Great coaches are out there. Sometimes they are found in obvious places, sometimes you have to look a little deeper.
Six wooded miles east of I-49, just 40 minutes north of the Arkansas border in the town of Diamond, Mo. is a monument to someone most of us associate with the peanut. George Washington Carver’s National Monument, the first National Monument dedicated to an African American in US history in 1943 by then President Franklin Delano Roosevelt.
As you stroll the grounds of the house GWC was brought up, there are markers of quotes attributed to GWC. One on the right at entry is telling: “The further anyone gets away from themselves, the greater will be their success in life. You can’t get very far in life if you don’t get away from self…and see a richer and broader horizon.”
Coaching is about education. Coaching is about earning trust, gaining buy in and staying educated in what you are teaching. Coaching examples are found all around us if we look a little deeper.
He was born into slavery in 1864 but his mother and he were kidnapped when he was an infant. He was found and returned to his original owners, the Carvers, dying of whooping cough. His mother was never found and he never knew who his father was but once slavery was abolished, he was raised by the Carver family as one of their own. His frail health allowed him to be freed up of the daily chores and he began to explore the forest and grew an appreciation and a self education with plants and crops.

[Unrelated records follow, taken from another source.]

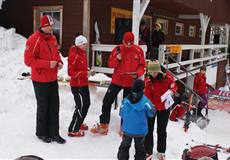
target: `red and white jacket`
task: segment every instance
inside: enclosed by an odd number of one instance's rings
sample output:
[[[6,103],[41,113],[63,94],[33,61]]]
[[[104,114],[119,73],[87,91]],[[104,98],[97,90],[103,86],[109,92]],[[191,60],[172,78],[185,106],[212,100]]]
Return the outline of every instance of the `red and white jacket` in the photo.
[[[88,64],[85,50],[72,46],[68,56],[68,75],[70,86],[88,86]]]
[[[206,83],[205,74],[202,74],[200,72],[196,73],[194,78],[193,90],[199,95],[207,94],[207,86],[209,85]]]
[[[157,111],[165,110],[165,102],[161,102],[161,96],[170,89],[174,94],[178,87],[173,77],[166,74],[162,80],[145,79],[145,95],[153,103]]]
[[[24,63],[31,67],[33,81],[53,82],[57,80],[58,66],[50,68],[50,61],[62,63],[55,36],[40,31],[33,33],[26,42],[24,52]]]
[[[117,59],[117,47],[120,49],[121,61]],[[114,68],[112,83],[122,87],[131,87],[134,78],[130,74],[134,73],[140,77],[145,73],[144,52],[137,45],[126,48],[121,44],[117,47],[112,50],[108,62],[109,67]]]

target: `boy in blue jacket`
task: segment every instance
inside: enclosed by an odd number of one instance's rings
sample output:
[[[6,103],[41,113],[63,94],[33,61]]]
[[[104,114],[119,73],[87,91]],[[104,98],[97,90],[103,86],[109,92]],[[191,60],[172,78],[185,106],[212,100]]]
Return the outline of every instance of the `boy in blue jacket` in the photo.
[[[123,100],[120,116],[122,119],[122,142],[117,154],[118,160],[129,159],[132,139],[135,142],[135,160],[145,160],[144,139],[148,133],[148,117],[153,117],[155,108],[144,95],[145,83],[141,79],[134,81],[131,93]]]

Being poor and black in the South in the late 1800’s was adversity defined for so many but GWC saw education as his way out and despite his skin color, he went around, over and through walls to get educated.
He was an exceptional painter and his art was exhibited at the 1893 World’s Fair. He was the first African American to graduate and the first to earn a faculty position from what is now Iowa State University. He was appointed Director of the Agriculture Department at Tuskegee Normal and Industrial School in Tuskegee, Alabama where he stayed for 5 decades.

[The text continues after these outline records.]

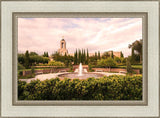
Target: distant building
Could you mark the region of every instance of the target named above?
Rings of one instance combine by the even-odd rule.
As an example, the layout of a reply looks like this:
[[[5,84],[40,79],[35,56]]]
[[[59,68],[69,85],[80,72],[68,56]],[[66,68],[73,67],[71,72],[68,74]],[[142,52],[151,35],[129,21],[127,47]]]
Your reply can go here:
[[[68,50],[66,49],[66,41],[64,40],[64,37],[62,37],[62,40],[60,41],[60,49],[58,50],[58,53],[61,55],[68,55]]]
[[[114,51],[106,51],[108,52],[108,54],[111,56],[112,52],[113,52],[113,56],[114,57],[121,57],[121,52],[114,52]],[[60,41],[60,49],[58,50],[58,53],[61,55],[70,55],[70,56],[74,56],[74,53],[68,53],[68,50],[66,48],[66,41],[64,40],[64,37],[62,37],[62,40]],[[98,53],[97,53],[98,54]],[[89,53],[89,56],[94,56],[95,53]],[[100,56],[102,56],[103,53],[100,53]]]
[[[111,56],[112,52],[114,57],[121,57],[121,52],[108,51],[108,54]]]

What Carver probably didn’t know at the time is much of what he did going forward is what coaches today strive for. In 1898, he began publishing a series of Bulletins for farmers knowing he couldn’t meet or talk with as many as he could with this tool. His first was titled; “Feeding Acorns” and he continued to publish them for 45 years until his final entry in 1943 titled simply, “The Peanut.”

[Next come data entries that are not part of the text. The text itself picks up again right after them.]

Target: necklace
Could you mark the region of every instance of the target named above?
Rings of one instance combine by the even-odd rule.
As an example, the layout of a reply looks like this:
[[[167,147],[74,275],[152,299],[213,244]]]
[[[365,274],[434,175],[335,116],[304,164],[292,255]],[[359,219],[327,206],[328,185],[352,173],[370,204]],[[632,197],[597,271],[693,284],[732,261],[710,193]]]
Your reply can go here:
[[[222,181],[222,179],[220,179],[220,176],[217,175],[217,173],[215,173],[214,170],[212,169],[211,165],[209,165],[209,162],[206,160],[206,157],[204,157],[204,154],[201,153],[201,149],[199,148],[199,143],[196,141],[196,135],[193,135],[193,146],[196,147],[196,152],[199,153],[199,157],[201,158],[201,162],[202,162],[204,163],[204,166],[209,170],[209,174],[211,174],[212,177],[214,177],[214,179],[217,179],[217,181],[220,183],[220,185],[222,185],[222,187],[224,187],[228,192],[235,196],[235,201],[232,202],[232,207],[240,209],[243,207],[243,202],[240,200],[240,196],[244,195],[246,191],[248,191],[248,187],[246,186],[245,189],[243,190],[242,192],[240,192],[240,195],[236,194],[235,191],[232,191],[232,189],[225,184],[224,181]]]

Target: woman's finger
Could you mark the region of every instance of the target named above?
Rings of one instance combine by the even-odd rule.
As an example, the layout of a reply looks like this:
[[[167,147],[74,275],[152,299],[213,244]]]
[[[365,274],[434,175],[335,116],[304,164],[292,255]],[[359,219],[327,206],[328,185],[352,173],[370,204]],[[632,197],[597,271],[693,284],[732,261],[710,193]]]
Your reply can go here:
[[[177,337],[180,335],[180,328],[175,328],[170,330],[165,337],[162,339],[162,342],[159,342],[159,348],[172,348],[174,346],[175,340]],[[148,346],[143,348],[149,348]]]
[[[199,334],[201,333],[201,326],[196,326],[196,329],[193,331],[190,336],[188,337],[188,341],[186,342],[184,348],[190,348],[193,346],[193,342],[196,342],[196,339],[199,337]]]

He knew however that many farmers couldn’t read nor had access to those who could read in the family and he continued to work to get his message to his audience. He teamed with a philanthropist to develop the Jesup Wagon: an education on wheels that travelled the south in May of 1906 teaching farmers about crops, rotation, tools and better ways to utilize their resources. The wagon had visuals and hands on demonstrations of what he was teaching and for 8 months Carver would bounce on dusty, dirt roads going miles at a time, every day to share his secrets, his passion and his education with those in need. In November he went back to Tuskegee to teach and the successful idea of the Jesup Wagon continued through the south manned by others.
In the coming years of Carver’s life, he would dissect the peanut into hundreds of different uses making it a simple but valuable cash crop for farmers in the south. He did the same with the sweet potato and earned a reputation that saw him address the United States Congress, council President Theodore Roosevelt and educate India’s Mahatma Gandhi on agricultural issues. For all of his inventions and ideas he rarely patented any of them, calling into how long it took for the process when they were needed immediately and as he so eloquently said, the ideas were a gift from God and should be free for others.
Carver was a master educator who saw the benefit of visual teachings, who tried to reach a wide audience and helped word of mouth spread his ideas to help thousands of farmers profit from his ideas. Carver died in 1943 after falling down the steps of his home but his inventions and ideas are still around us on a daily basis.
In a letter from 1922, Carver wrote a thank you to a student who had given him a fountain pen for Christmas. In the note, he talked about his Eight Cardinal Virtues which constitute a lady or gentleman:
1. Be clean inside and outside
2. Who neither looks up to the rich or down on the poor.
3. Who loses, if need be, without squealing.
4. Who wins without bragging.
5. Who is always considerate of women, children and old people.
6. Who is too brave to lie.
7. Who is too generous to cheat.
8. Who takes his share of the world and lets other people have theirs.
It’s almost as if Carver was writing a coaching manual in the letter.
The great thing about history is that there are examples of great coaches throughout time. Battle tested coaches, inspirational coaches, honest and tough and humane coaches. It’s our job to look for them, to find those qualities that are in both great coaches and historically great people like George Washington Carver.
As he said so eloquently, “No individual has any right to come into this world and go out of it without leaving behind him distinct and legitimate reasons for having passed through it.”
Just stop and look around. They aren’t as far as you think. Just look a little deeper.
This post inspired me to journal on "Who are my great coaches in life and what have they taught me". It was a fun and uplifting exercise. Thank you for this inspiring post!